Es ist bemerkenswert, dass der Aktienkurs von Ubisoft zuvor um 61,68 % plummete, nachdem "Assassin's Creed: Red" verschoben wurde und "Star Wars: Outlaws" schlechte Verkaufszahlen erzielte. Selbst die Kleinaktionäre von Ubisoft und das Private-Equity-Fonds AJ Investments riefen sogar zur Privatisierung und zum Wechsel des Managements auf. Daher könnte dieser Deal eine wichtige Schutzlinie für die Guillemot-Familie gegen äußere Druck sein.
Außerdem könnte dieser Deal drei Ketteneffekte auslösen: In Bezug auf das Geschäftsmodell wird der traditionelle Kaufmodell beschleunigt in ein gemischtes Modell aus "Grundpreis + DLC + In-App-Käufe" übergehen. In Bezug auf die Wettbewerbssituation könnten Sony und Microsoft möglicherweise nachziehen und in mittlere Unternehmen investieren. EA hat bereits die Bewertung einer unabhängigen Studio für die "Battlefield"-Serie gestartet. Bei der Expansion chinesischer Unternehmen ins Ausland könnte das "Technologie-gegen-IP"-Modell ein neues Paradigma werden. Unternehmen wie NetEase und miHoYo könnten möglicherweise beschleunigt die Bindung an ausländische IP-Eigentümer vorantreiben.
Die potenziellen Risiken dürfen nicht außer Acht gelassen werden:
Es muss möglicherweise noch die Antimonopolprüfung der EU bestehen und bewiesen werden, dass es keine "substantielle Kontrolle" gibt;
Risiko des Verlusts des Kernteams: Tencent hat sich verpflichtet, seine Anteile im neuen Tochterunternehmen für fünf Jahre nicht zu verkaufen, es sei denn, Ubisoft hält keine Mehrheit an Stimmrechten und Kapitalanteilen im neuen Tochterunternehmen mehr. Andernfalls darf Tencent seine Anteile innerhalb von fünf Jahren nicht übertragen;
Ubisofts Anteilseinschränkung: Ubisoft darf innerhalb von zwei Jahren nach Abschluss des Deals nicht auf die Mehrheit an Stimmrechten und Kapitalanteilen im neuen Tochterunternehmen verzichten;
Herausforderungen bei der interkulturellen Verwaltung von IPs (z. B. die Lokalisierung von "Assassin's Creed"-Werken mit chinesischem Hintergrund).
Tencents "präzise Schneide"-Investition ist im Wesentlichen ein gezielter Kauf von 3A-Spiel-Industrialisierungsfähigkeiten.
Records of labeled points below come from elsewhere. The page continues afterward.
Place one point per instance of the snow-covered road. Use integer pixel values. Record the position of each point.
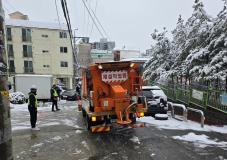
(63, 136)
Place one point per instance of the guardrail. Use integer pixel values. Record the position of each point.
(185, 112)
(202, 118)
(201, 96)
(178, 106)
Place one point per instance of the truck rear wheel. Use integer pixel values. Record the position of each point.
(83, 113)
(88, 122)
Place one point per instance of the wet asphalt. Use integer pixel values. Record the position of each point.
(63, 137)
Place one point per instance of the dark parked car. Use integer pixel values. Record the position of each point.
(70, 95)
(156, 100)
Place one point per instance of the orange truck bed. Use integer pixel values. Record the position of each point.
(113, 92)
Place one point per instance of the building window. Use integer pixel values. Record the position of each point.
(63, 49)
(27, 51)
(64, 64)
(28, 67)
(45, 51)
(44, 35)
(46, 66)
(11, 66)
(26, 35)
(10, 50)
(9, 34)
(63, 34)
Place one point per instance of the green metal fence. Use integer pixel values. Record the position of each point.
(203, 98)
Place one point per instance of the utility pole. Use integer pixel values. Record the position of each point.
(5, 123)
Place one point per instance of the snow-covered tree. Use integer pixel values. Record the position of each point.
(195, 51)
(159, 59)
(177, 46)
(217, 48)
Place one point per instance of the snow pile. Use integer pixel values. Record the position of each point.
(165, 116)
(84, 143)
(78, 131)
(197, 48)
(56, 138)
(37, 145)
(135, 139)
(173, 124)
(201, 141)
(17, 98)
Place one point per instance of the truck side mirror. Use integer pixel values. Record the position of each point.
(9, 86)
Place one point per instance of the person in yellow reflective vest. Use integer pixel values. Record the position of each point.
(54, 97)
(32, 107)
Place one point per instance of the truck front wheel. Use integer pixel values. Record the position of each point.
(88, 122)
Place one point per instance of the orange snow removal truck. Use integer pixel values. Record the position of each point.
(112, 91)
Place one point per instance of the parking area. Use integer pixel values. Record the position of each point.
(63, 136)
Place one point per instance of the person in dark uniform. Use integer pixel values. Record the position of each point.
(54, 97)
(32, 107)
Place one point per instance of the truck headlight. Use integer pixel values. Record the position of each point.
(93, 119)
(141, 114)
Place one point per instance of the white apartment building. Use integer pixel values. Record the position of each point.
(39, 48)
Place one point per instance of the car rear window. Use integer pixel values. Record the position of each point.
(147, 93)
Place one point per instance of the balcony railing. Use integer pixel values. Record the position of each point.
(10, 54)
(9, 38)
(27, 55)
(28, 69)
(11, 69)
(26, 38)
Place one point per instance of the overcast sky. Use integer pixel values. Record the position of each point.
(127, 22)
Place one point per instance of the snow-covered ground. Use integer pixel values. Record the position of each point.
(201, 140)
(44, 116)
(174, 124)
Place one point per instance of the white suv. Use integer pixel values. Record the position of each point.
(156, 99)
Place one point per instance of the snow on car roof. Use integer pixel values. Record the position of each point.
(30, 75)
(33, 24)
(151, 87)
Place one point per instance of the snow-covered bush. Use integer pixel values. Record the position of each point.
(198, 50)
(17, 98)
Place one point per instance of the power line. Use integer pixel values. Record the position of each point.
(99, 23)
(93, 19)
(67, 18)
(92, 26)
(57, 13)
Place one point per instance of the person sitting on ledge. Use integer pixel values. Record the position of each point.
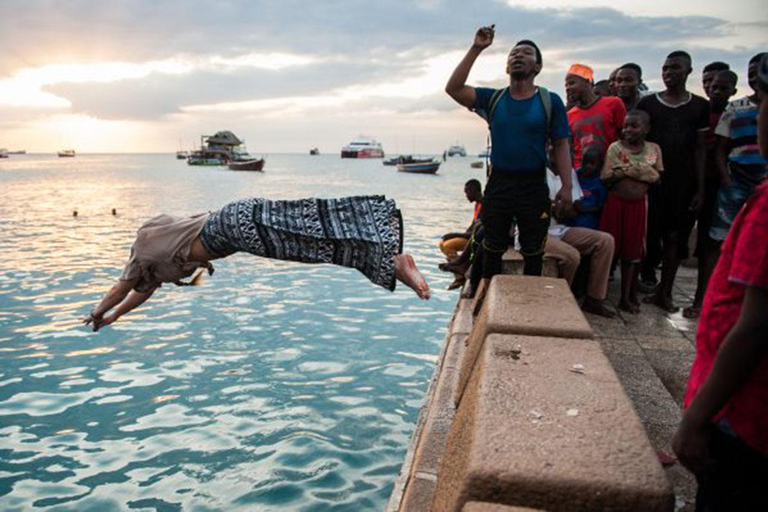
(453, 243)
(364, 233)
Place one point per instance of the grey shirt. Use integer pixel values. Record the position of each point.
(161, 250)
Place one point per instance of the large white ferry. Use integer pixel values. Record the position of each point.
(363, 147)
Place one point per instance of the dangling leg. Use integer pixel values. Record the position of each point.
(407, 273)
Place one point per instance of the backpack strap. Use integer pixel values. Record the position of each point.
(495, 98)
(546, 100)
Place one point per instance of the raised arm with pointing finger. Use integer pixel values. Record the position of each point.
(457, 87)
(523, 120)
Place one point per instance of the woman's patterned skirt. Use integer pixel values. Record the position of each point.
(363, 232)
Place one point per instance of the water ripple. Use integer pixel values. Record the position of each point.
(272, 386)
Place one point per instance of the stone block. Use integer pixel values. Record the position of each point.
(531, 432)
(512, 263)
(433, 437)
(479, 506)
(418, 494)
(537, 306)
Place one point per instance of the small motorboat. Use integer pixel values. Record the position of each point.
(247, 165)
(363, 147)
(422, 167)
(456, 150)
(200, 159)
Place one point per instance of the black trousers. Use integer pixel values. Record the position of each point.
(738, 479)
(521, 200)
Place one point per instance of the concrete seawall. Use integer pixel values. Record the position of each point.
(527, 410)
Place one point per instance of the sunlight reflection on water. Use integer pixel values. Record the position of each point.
(273, 385)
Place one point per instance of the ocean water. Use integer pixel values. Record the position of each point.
(273, 386)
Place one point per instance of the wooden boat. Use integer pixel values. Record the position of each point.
(428, 167)
(201, 159)
(363, 147)
(456, 150)
(247, 165)
(405, 159)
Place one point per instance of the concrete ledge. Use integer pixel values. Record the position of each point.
(478, 506)
(537, 306)
(532, 432)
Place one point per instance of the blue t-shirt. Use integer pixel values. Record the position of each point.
(594, 196)
(518, 130)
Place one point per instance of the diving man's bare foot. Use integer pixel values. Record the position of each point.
(407, 273)
(596, 307)
(628, 306)
(665, 303)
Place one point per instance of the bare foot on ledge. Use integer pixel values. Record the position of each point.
(407, 273)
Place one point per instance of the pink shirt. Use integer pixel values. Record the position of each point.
(598, 125)
(743, 263)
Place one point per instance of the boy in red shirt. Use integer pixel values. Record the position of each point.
(723, 437)
(631, 166)
(594, 120)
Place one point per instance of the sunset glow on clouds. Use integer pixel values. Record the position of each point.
(110, 78)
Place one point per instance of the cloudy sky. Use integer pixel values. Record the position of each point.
(146, 76)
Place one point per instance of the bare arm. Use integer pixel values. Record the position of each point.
(721, 160)
(457, 87)
(740, 354)
(563, 168)
(700, 163)
(762, 125)
(131, 302)
(112, 298)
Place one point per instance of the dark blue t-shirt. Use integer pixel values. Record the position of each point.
(518, 130)
(595, 195)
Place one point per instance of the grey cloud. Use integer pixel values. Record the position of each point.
(159, 95)
(368, 37)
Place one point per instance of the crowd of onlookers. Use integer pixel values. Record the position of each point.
(620, 175)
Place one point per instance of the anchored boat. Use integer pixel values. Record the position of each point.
(363, 147)
(422, 167)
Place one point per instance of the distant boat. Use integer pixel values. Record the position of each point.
(363, 147)
(247, 165)
(200, 159)
(405, 159)
(428, 167)
(217, 149)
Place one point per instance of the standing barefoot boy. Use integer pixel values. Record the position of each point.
(631, 166)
Wenn "Assassin's Creed: Red" das Fusionsmodell aus "Singleplayer-Geschichte + dienstorientierten Spielen" validieren kann, könnte dies eine neue Art von 3A-Spielen hervorbringen. Für Ubisoft wird es darüber entscheiden, ob es mit Tencents Hilfe den Fluch des "guten Rufs, aber schlechten Absatzes" brechen kann, was über sein Schicksal in den nächsten zehn Jahren entscheiden wird.
Wenn die Kapitalfeier vorüber ist, wird die wahre Prüfung für beide Seiten darin bestehen, einen dynamischen Ausgleich zwischen "kreativer Freiheit" und "kommerzieller Monetarisierung" zu finden - das Ende dieser großen Wette könnte mit dem Ende von 2025 langsam herannahen.